Sheffield Health Economics Group, School of Health and Related Research, University of Sheffield, Regent Court, 30 Regent Street, Sheffield, S1 4DA, UK.

出版信息

Health Qual Life Outcomes. 2003 Apr 11;1:4. doi: 10.1186/1477-7525-1-4.

Abstract

BACKGROUND

The SF-6D is a new single summary preference-based measure of health derived from the SF-36. Empirical work is required to determine what is the smallest change in SF-6D scores that can be regarded as important and meaningful for health professionals, patients and other stakeholders.

OBJECTIVES

To use anchor-based methods to determine the minimally important difference (MID) for the SF-6D for various datasets.

METHODS

All responders to the original SF-36 questionnaire can be assigned an SF-6D score provided the 11 items used in the SF-6D have been completed. The SF-6D can be regarded as a continuous outcome scored on a 0.29 to 1.00 scale, with 1.00 indicating "full health". Anchor-based methods examine the relationship between an health-related quality of life (HRQoL) measure and an independent measure (or anchor) to elucidate the meaning of a particular degree of change. One anchor-based approach uses an estimate of the MID, the difference in the QoL scale corresponding to a self-reported small but important change on a global scale. Patients were followed for a period of time, then asked, using question 2 of the SF-36 as our global rating scale, (which is not part of the SF-6D), if there general health is much better (5), somewhat better (4), stayed the same (3), somewhat worse (2) or much worse (1) compared to the last time they were assessed.
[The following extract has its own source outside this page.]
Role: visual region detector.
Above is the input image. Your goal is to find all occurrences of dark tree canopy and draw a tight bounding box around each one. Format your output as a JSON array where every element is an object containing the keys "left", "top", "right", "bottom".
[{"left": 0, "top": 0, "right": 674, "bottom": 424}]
We considered patients whose global rating score was 4 or 2 as having experienced some change equivalent to the MID. In patients who reported a worsening of health (global change of 1 or 2) the sign of the change in the SF-6D score was reversed (i.e. multiplied by minus one). The MID was then taken as the mean change on the SF-6D scale of the patients who scored (2 or 4).

RESULTS

This paper describes the MID for the SF-6D from seven longitudinal studies that had previously used the SF-36.

CONCLUSIONS

From the seven reviewed studies (with nine patient groups) the MID for the SF-6D ranged from 0.010 to 0.048, with a weighted mean estimate of 0.033 (95% CI: 0.029 to 0.037). The corresponding Standardised Response Means (SRMs) ranged from 0.11 to 0.48, with a mean of 0.30 and were mainly in the "small to moderate" range using Cohen's criteria, supporting the MID results. Using the half-standard deviation (of change) approach the mean effect size was 0.051 (range 0.033 to 0.066). Further empirical work is required to see whether or not this holds true for other patient groups and populations.

摘要

背景

SF-6D是一种新的基于偏好的单一健康综合测量指标,由SF-36衍生而来。需要开展实证研究来确定SF-6D分数的最小变化量,这一变化量对于健康专业人员、患者及其他利益相关者而言具有重要意义。

目的

运用基于锚定的方法来确定不同数据集的SF-6D最小重要差异(MID)。

方法

只要完成了SF-6D中使用的11个项目,所有对原始SF-36问卷作出回应者都可被赋予一个SF-6D分数。SF-6D可视为一个连续结果,得分范围为0.29至1.00,1.00表示“完全健康”。基于锚定的方法研究健康相关生活质量(HRQoL)测量指标与独立测量指标(或锚)之间的关系,以阐明特定程度变化的意义。一种基于锚定的方法使用MID估计值,即生活质量量表上与全球范围内自我报告的小而重要的变化相对应的差异。对患者进行一段时间的随访,然后使用SF-36的问题2作为我们的整体评分量表(这不是SF-6D的一部分)询问患者,与上次评估相比,他们的总体健康状况是好多了(5)、稍好一些(4)、保持不变(3)、稍差一些(2)还是差得多(1)。我们将整体评分得分为4或2的患者视为经历了等同于MID的某种变化。在报告健康状况恶化(整体变化为1或2)的患者中,SF-6D分数变化的符号取反(即乘以负一)。然后将MID作为得分为(2或4)的患者在SF-6D量表上的平均变化。

结果

本文描述了来自七项先前使用SF-36的纵向研究中SF-6D的MID。

结论

在七项纳入综述的研究(包含九个患者组)中,SF-6D的MID范围为0.010至0.048,加权平均估计值为0.033(95%置信区间:0.029至0.037)。相应的标准化反应均值(SRM)范围为0.11至0.48,均值为0.30,根据科恩标准,主要处于“小到中等”范围,支持了MID结果。采用(变化的)半标准差方法,平均效应大小为0.051(范围为0.033至0.066)。还需要进一步的实证研究来确定这是否适用于其他患者群体和人群。